Il pensiero di Bruno è il canto
della ragione, la quale non può rinunciare alla prospettiva in
cui la sua stessa essenza consiste. La pluralità dei mondi, la
illimitatezza del dialogo, il nostro immaginare compagni in altri luoghi
dell’universo, e così l'autoalimentarsi del pensiero si contrappongono
alla desolazione che l'uomo di oggi va disegnando di sé.
La solitudine dell'uomo argomentata
dalla scienza "post-moderna" colpisce a morte la dialogica
prospettiva del pensiero "moderno".
Ma l'assoluto della solitudine è
la negazione di relatività e infinitamente aperta pluralità
della relazione: è la negazione stessa della ragione
Il mondo rovesciato è il mondo
che non è "mondo" ma "immondo", non puro
ma contaminato.
L'idea dell’immondità del mondo,
che domina tutta la cultura medievale, è il pensiero del luogo
in cui, agostinianamente, si raccoglie l’umanità come massa
damnationis.
Con il Rinascimento, essenzialmente
con Bruno, il mondo cessa di essere un'idea, una rappresentazione mentale,
e diventa un problema.
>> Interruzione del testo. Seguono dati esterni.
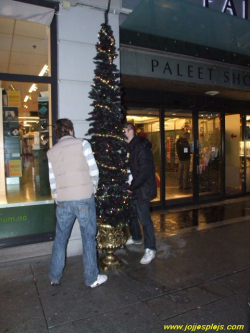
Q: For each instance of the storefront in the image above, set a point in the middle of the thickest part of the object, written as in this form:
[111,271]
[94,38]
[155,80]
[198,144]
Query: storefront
[27,97]
[187,70]
[46,71]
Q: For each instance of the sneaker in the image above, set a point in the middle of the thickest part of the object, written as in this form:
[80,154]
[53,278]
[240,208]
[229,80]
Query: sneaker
[148,256]
[100,279]
[130,241]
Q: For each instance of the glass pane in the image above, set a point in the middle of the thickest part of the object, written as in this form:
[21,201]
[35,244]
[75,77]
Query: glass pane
[209,154]
[247,138]
[233,149]
[147,124]
[24,47]
[178,151]
[25,140]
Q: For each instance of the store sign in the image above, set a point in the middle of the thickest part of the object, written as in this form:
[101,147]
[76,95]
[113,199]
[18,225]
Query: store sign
[26,220]
[239,8]
[183,69]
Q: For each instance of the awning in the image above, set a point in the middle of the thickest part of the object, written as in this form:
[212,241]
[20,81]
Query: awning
[181,21]
[23,11]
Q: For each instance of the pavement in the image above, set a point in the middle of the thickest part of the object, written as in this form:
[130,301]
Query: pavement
[198,282]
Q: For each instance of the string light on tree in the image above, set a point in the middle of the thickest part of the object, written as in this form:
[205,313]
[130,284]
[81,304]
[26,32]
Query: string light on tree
[107,136]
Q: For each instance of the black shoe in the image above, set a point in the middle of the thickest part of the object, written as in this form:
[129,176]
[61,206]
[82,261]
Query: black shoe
[54,284]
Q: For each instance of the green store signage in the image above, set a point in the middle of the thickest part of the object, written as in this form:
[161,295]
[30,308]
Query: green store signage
[26,220]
Non è più una dottrina della teoresi
ma un compito della prassi. Cessa insomma di essere un filosofema dottrinario
per diventare una riflessione etica ed un progetto politico, l'impegno
per la trasformazione dell'umanità sociale come condizione per
la trasformazione dell'umanità personale.
Il mondo originario, incorrotto, il
"mondo" stesso che, quale contrario dell'"immondo",
veniva immaginato come il mondo celeste, l’"altro mondo",
con il corredo di astratte rappresentazioni e di strutturate emozioni,
istituzionalizzate nella cultura del "sacro" nel senso cristiano,
all'epoca di Bruno si avvia decisamente a secolarizzarsi. Le categorie
del sacro divengono categorie laiche.
Cos’è questo se non un processo
attraverso cui l’immondità cerca di scoprire dentro di sé
la mondità, e più precisamente la mondità non come
un trascendente ma come un immanente? Questo è l’avvio della
trasformazione moderna, è il mondo rovesciato che viene a sua
volta rovesciato per essere rimesso in piedi.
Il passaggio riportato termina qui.